Widya menambahkan, dirinya menjadi orang pertama di keluarga yang menerima kabar pesawat yang ditumpangi Ferry dinyatakan hilang kontak.
Ia menyebut Ferry rutin menjalankan tugas pengawasan udara hampir setiap pekan sebagai bagian dari pekerjaannya.
“Anak-anak juga belum tahu. Tadi pas sampai sini baru dikasih tahu,” ungkapnya.
Sementara itu, istri Ferry, Meyla Eskaria Putri, mengaku sempat melakukan panggilan video singkat dengan suaminya sebelum penerbangan.
Dalam percakapan tersebut, Ferry menitipkan pesan sederhana untuk anak mereka.
“Cuma sempat video call. Dia pesan ke anaknya untuk makan yang banyak karena anak saya susah makan. Itu saja,” kata Meyla dengan suara bergetar.
Ferry Irawan diketahui merupakan analis kapal pengawas pada Direktorat Jenderal Pengawasan Sumber Daya Kelautan dan Perikanan (PSDKP) Kementerian Kelautan dan Perikanan (KKP) sejak 2024.
Saat kejadian, ia bersama dua pegawai KKP lainnya, Deden Mulyana dan Yoga Noval selaku operator foto udara, tengah menjalankan misi pengawasan sumber daya kelautan dan perikanan melalui udara.
Pesawat ATR 42-500 bernomor registrasi PK-THT dan nomor seri 611 itu dioperasikan oleh maskapai Indonesia Air Transport (IAT).
Armada tersebut disewa oleh PSDKP KKP untuk mendukung misi pengawasan udara.
Pesawat membawa 10 orang (persons on board), terdiri atas tujuh awak dan tiga penumpang, di bawah komando pilot in command Capt Andy Dahananto.
Penerbangan dilakukan dari Bandara Adi Sucipto Yogyakarta (JOG) menuju Bandara Sultan Hasanuddin Makassar (UPG) dengan kondisi cuaca dilaporkan berawan dan jarak pandang normal sejauh delapan kilometer.
Berdasarkan informasi otoritas penerbangan, pesawat dinyatakan hilang kontak saat akan melakukan pendaratan di Makassar.
Air Traffic Control (ATC) Makassar Area Terminal Service Center (MATSC) awalnya mengarahkan pesawat untuk melakukan pendekatan ke landasan pacu RWY 21.
Namun, saat proses pendekatan, pesawat terdeteksi tidak berada pada jalur yang semestinya.

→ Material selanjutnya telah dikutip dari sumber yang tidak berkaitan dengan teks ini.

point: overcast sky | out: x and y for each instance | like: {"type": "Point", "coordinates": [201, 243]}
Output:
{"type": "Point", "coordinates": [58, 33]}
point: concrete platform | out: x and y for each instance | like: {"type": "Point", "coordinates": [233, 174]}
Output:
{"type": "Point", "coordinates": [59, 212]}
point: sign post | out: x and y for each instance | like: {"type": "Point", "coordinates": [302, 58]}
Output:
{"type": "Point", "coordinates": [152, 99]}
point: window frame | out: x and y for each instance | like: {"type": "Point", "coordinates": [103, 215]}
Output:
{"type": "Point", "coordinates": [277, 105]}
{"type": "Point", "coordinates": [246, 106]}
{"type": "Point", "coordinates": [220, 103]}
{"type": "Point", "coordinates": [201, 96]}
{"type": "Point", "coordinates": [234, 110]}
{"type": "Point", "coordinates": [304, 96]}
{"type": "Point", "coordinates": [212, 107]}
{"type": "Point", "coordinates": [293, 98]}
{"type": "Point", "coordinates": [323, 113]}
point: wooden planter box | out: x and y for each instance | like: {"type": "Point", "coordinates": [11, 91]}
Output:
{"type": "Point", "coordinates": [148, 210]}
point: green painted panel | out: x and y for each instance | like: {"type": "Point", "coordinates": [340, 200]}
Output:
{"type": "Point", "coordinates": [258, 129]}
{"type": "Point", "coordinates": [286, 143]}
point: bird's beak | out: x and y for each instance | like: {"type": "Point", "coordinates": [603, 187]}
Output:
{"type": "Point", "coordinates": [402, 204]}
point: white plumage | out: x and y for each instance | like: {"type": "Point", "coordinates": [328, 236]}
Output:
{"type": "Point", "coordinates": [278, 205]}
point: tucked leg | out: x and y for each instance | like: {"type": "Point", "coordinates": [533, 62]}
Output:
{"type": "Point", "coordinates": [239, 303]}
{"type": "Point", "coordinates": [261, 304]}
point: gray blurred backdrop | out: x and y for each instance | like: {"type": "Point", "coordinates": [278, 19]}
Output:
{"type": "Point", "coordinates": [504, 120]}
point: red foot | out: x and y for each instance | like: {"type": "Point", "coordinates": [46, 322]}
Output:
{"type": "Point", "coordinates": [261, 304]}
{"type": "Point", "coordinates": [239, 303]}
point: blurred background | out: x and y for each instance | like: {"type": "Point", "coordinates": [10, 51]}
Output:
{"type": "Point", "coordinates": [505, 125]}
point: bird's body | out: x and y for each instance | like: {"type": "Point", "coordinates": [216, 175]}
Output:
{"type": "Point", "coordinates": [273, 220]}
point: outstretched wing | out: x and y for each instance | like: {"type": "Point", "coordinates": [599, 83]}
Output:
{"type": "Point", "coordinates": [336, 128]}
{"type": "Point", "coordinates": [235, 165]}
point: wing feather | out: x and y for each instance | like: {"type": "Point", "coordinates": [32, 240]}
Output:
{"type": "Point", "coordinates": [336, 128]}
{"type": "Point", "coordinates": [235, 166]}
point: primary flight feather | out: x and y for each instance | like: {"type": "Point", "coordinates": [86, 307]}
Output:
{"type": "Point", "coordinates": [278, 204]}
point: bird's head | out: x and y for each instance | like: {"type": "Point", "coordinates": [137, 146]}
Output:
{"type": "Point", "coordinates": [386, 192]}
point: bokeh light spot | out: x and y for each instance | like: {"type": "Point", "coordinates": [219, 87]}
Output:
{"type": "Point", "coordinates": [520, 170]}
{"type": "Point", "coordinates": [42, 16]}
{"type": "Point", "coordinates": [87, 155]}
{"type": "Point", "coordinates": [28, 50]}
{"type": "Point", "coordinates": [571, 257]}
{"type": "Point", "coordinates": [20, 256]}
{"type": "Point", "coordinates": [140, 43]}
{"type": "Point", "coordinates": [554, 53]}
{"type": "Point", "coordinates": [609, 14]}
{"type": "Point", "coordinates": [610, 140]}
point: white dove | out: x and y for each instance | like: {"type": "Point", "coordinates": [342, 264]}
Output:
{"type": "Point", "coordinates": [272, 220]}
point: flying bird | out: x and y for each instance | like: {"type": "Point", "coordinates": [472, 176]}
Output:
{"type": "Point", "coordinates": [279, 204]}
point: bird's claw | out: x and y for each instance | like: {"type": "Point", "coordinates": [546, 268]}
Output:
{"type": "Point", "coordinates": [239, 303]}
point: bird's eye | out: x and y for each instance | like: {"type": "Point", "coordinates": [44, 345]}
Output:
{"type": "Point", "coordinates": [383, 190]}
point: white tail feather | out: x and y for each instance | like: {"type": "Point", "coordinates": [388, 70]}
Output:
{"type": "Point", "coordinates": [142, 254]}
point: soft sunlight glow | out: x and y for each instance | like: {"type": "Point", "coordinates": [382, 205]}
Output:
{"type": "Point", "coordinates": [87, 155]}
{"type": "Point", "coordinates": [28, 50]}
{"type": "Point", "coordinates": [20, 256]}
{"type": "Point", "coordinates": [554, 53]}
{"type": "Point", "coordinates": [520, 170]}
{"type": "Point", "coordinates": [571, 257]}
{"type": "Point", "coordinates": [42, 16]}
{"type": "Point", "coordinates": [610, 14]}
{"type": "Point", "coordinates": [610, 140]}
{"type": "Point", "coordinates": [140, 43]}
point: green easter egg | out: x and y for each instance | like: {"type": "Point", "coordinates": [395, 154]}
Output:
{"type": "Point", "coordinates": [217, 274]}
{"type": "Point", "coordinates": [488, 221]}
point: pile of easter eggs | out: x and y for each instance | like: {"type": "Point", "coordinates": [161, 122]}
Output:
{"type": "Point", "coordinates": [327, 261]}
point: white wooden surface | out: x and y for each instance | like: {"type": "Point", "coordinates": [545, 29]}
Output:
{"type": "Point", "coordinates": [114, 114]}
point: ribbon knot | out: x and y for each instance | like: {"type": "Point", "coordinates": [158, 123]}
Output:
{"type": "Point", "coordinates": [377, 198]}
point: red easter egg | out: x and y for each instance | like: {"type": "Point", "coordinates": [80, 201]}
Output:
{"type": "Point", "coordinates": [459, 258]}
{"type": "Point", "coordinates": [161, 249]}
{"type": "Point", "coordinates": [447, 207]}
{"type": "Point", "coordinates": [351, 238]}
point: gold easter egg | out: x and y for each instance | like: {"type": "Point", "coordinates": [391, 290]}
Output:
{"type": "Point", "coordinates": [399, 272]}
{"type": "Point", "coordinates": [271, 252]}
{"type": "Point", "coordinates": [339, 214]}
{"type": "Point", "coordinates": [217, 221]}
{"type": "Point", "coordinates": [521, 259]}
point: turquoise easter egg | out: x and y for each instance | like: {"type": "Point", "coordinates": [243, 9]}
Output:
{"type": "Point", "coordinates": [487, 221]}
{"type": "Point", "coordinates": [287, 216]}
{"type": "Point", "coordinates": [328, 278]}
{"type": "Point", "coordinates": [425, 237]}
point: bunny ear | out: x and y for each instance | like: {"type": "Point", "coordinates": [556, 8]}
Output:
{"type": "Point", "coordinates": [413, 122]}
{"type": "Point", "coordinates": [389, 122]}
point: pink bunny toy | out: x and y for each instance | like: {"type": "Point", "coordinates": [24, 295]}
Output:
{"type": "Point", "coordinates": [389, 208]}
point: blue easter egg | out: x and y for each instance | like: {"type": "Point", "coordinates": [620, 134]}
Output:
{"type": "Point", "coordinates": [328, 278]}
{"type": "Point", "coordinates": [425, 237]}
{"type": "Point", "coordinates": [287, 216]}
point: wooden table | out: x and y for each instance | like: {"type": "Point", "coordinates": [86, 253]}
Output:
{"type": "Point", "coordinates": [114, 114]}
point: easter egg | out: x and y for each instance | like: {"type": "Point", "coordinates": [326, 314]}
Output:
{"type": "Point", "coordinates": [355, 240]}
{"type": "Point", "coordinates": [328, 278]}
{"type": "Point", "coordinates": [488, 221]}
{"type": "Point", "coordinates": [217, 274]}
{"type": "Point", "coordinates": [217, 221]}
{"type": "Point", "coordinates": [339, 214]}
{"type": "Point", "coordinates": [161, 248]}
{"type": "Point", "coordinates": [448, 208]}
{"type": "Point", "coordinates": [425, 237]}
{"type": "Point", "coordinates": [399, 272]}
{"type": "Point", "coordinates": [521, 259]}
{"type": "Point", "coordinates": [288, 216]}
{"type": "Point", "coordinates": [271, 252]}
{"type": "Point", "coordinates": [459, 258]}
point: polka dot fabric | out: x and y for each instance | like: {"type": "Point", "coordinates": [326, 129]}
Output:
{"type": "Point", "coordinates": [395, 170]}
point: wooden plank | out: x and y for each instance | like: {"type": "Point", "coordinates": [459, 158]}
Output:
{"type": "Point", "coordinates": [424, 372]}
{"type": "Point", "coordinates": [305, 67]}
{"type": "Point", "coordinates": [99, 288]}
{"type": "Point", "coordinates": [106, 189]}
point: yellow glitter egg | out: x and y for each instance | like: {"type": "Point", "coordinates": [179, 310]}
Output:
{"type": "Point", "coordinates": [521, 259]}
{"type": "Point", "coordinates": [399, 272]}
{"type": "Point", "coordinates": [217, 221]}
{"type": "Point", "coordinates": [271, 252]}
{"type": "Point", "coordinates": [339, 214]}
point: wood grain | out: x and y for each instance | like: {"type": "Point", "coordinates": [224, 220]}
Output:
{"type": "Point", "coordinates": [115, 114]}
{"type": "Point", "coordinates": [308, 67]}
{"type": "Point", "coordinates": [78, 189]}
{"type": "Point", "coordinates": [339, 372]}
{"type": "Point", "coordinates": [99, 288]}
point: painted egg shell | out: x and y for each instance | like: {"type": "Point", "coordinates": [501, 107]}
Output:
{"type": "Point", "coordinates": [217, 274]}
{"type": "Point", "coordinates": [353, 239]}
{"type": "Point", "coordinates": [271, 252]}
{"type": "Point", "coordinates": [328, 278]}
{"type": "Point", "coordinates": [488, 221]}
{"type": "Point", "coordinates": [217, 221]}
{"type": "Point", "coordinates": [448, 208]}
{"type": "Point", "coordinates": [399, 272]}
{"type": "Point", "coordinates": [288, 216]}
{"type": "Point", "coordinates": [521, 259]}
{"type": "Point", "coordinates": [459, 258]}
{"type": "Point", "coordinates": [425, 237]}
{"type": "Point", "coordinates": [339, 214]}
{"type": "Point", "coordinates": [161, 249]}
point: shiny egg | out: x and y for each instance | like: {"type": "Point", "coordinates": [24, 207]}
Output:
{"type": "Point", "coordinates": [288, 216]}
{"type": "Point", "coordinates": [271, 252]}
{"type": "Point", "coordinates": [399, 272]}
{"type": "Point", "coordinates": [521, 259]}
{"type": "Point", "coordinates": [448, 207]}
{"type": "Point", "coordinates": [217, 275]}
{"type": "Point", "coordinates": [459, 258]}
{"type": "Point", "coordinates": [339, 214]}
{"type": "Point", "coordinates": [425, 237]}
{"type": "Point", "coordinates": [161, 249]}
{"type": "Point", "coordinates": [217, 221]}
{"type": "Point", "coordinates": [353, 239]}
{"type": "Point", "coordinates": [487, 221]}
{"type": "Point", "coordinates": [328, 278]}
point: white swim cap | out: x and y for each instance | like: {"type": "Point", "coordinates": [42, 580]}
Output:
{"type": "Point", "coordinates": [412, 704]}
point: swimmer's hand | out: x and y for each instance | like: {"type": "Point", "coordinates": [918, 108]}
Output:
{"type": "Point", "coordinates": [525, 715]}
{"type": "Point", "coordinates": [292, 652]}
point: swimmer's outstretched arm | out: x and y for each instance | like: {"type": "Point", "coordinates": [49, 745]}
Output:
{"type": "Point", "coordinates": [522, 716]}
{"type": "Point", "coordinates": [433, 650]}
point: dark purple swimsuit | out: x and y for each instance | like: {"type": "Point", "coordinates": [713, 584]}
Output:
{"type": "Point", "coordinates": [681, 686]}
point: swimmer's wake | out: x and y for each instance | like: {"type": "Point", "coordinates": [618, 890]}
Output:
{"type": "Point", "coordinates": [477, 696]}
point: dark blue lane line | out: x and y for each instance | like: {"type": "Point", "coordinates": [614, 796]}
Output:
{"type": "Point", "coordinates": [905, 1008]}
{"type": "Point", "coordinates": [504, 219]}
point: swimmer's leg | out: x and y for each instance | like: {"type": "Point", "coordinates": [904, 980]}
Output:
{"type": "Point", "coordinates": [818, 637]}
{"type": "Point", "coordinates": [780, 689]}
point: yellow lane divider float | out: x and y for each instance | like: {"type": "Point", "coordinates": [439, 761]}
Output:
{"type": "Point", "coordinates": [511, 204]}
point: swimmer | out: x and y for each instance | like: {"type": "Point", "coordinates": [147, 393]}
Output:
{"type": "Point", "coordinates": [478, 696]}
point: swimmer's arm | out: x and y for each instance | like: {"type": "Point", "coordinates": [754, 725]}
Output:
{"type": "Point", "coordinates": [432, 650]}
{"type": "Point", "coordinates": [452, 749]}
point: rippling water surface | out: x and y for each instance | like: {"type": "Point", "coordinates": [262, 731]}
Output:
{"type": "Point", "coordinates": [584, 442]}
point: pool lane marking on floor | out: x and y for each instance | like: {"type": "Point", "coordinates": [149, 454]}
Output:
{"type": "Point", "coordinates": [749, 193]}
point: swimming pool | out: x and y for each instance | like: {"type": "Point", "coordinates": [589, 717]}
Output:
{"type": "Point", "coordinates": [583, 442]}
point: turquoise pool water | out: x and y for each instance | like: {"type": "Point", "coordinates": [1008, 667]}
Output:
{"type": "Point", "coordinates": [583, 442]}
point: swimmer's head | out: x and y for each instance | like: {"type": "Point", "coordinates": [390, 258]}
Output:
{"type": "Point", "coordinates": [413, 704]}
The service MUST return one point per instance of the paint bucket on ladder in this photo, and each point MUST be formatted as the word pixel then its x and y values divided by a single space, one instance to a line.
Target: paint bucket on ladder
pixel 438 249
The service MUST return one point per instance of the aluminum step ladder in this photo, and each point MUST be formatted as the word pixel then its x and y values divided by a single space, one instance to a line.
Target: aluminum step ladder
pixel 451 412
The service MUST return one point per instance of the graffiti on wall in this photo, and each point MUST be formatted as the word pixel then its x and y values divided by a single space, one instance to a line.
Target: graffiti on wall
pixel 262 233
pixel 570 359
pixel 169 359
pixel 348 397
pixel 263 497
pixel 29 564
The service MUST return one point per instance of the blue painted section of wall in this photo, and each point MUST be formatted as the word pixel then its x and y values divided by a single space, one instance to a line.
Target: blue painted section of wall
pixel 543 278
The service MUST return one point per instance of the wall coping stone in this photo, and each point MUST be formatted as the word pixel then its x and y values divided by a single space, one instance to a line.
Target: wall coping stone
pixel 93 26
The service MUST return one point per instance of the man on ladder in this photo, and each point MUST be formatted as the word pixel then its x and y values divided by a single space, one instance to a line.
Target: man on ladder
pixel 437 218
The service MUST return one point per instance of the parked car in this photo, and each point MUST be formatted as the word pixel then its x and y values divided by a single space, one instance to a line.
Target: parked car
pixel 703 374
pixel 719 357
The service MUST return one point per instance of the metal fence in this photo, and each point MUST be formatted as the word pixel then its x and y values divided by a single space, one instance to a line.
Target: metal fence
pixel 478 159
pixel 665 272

ATC kemudian memberikan arahan koreksi posisi dan instruksi lanjutan agar pesawat kembali ke jalur pendaratan sesuai prosedur. Setelah arahan terakhir disampaikan, komunikasi dengan pesawat terputus.
Pesawat dilaporkan hilang kontak di kawasan pegunungan kapur Bantimurung, Kabupaten Maros, Sulawesi Selatan.
Hingga kini, proses pencarian dan investigasi masih terus dilakukan oleh pihak berwenang.